Wie aus einer am Dienstag veröffentlichten Pressemitteilung hervorgeht, verringerten sich die Umsatzerlöse auf 10,32 Mrd. Schwedische Kronen (SEK), nachdem man im Vorjahreszeitraum einen Umsatz von 12,83 Mrd. SEK ausgewiesen hatte. Beim Vorsteuerergebnis wurde ein Verlust von 1,52 Mrd. SEK verzeichnet, nachdem man im Vorjahr ein hier ein Minus von 360 Mio. SEK ausgewiesen hatte. Das bereinigte Vorsteuerergebnis aus dem fortgeführten Geschäft habe bei 940 Mio. SEK gelegen. Unter dem Strich wies die hochverschuldete Fluggesellschaft einen Nettoverlust von 1,30 Mrd. SEK aus, nachdem man im Vorjahresquartal ein Minus von 2,79 Mrd. SEK verzeichnet hatte.

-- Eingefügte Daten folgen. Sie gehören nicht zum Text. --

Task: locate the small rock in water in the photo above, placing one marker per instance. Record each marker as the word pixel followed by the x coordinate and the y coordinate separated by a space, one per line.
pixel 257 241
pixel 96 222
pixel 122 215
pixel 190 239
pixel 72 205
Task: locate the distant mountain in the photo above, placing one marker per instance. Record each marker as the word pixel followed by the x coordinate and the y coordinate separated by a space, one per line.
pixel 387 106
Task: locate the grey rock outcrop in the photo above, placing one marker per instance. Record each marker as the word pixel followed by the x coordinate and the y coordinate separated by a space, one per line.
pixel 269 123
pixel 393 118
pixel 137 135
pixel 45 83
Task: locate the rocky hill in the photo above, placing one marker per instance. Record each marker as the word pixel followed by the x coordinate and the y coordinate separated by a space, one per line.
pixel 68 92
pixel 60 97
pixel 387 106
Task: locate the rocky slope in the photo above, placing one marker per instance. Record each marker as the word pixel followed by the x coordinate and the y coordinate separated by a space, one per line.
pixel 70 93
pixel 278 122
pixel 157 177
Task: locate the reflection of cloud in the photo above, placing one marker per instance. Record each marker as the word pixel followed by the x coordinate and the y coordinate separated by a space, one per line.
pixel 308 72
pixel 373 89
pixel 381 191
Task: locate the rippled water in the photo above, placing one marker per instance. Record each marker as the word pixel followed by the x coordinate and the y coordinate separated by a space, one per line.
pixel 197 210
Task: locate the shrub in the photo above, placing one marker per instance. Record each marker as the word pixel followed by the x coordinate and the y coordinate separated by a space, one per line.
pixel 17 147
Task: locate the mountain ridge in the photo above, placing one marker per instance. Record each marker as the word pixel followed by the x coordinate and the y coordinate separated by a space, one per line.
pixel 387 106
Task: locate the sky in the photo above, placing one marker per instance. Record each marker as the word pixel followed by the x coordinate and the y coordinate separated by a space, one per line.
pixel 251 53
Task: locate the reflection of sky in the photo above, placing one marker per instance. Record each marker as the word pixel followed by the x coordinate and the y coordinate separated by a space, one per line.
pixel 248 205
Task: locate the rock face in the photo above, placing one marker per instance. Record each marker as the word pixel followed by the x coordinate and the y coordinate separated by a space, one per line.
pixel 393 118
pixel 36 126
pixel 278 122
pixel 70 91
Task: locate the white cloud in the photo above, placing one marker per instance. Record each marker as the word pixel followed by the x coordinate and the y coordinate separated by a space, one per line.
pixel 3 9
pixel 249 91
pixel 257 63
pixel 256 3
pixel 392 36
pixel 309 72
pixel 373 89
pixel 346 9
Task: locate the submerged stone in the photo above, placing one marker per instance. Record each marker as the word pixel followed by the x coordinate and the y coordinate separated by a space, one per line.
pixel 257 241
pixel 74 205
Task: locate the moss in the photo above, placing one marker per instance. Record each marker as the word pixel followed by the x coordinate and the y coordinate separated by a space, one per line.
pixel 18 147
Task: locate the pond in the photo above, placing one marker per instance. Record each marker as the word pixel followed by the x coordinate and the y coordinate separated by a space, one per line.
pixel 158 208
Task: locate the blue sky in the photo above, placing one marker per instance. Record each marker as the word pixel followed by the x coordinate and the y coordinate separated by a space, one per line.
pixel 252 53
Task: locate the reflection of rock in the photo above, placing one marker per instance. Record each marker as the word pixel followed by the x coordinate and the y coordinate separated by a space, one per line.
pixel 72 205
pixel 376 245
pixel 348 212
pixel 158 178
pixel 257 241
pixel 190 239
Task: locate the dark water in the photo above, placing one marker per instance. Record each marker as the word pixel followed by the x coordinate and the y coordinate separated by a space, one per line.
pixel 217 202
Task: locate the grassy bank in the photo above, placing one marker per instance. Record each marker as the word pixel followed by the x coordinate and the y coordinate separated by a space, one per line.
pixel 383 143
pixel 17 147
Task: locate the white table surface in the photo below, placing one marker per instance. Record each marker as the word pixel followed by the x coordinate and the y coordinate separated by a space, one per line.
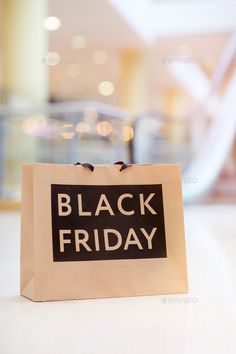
pixel 201 322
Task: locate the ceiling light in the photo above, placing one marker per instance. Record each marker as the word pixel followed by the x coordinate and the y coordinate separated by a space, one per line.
pixel 106 88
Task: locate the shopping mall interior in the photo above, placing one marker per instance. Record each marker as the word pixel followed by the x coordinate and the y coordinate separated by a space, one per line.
pixel 145 82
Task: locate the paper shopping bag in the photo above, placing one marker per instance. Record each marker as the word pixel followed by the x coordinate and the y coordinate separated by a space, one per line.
pixel 103 233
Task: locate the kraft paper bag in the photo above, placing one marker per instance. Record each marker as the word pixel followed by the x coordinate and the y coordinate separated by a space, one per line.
pixel 103 233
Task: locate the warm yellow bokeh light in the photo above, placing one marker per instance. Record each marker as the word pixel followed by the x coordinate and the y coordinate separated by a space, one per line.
pixel 104 128
pixel 67 131
pixel 33 125
pixel 78 42
pixel 106 88
pixel 52 58
pixel 128 133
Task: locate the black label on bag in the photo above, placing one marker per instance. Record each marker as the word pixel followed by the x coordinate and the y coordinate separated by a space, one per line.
pixel 107 222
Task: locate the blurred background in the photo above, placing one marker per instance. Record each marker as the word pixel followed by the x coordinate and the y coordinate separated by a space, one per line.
pixel 143 81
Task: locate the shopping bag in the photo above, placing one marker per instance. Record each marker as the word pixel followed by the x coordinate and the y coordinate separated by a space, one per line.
pixel 101 231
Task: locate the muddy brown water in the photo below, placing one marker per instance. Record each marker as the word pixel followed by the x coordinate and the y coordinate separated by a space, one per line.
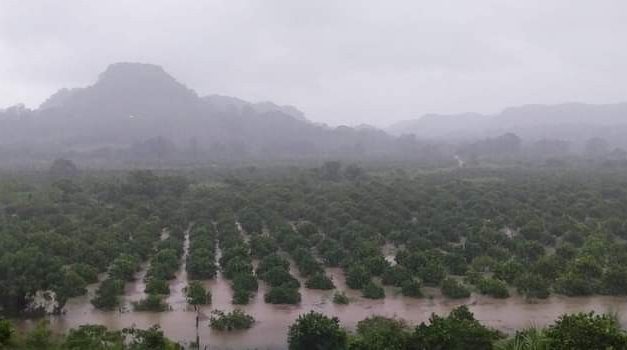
pixel 272 321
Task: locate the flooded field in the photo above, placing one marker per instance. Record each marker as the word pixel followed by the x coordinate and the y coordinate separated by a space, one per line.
pixel 270 330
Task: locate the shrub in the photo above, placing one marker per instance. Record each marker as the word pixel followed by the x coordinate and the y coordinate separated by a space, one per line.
pixel 493 287
pixel 411 288
pixel 283 294
pixel 152 302
pixel 233 320
pixel 340 298
pixel 197 294
pixel 451 288
pixel 315 331
pixel 373 291
pixel 157 286
pixel 319 281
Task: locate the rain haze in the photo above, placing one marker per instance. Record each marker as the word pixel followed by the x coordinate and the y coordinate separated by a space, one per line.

Insgesamt habe man vor allem unter den Folgen der internationalen Wirtschafts- und Finanzkrise sowie dem wachsenden Wettbewerbsdruck zu leiden gehabt, teilte der Konzern mit.

Im Anschluss wurde ein Ausweitung der Sparmaßnahmen um 2 Mrd. SEK angekündigt, womit das Volumen der derzeit laufenden Sparmaßnahmen auf 7,3 Mrd. SEK ansteigt. Um die strapazierte Konzernbilanz zu stabilisieren, werde man außerdem eine Kapitalerhöhung im Gesamtvolumen von 5 Mrd. SEK durchführen, teilte SAS weiter mit. Die Hauptaktionäre, u.a. die Knut and Alice Wallenberg Foundation, hätten der Kapitalmaßnahme bereits zugestimmt, hieß es weiter.

Die Aktie von SAS bricht aktuell an der Heimatbörse um 20,96 Prozent auf 2,87 SEK ein, während der Wert in Frankfurt 16,18 Prozent auf 0,29 Euro abgibt. (09.02.2010/ac/n/a)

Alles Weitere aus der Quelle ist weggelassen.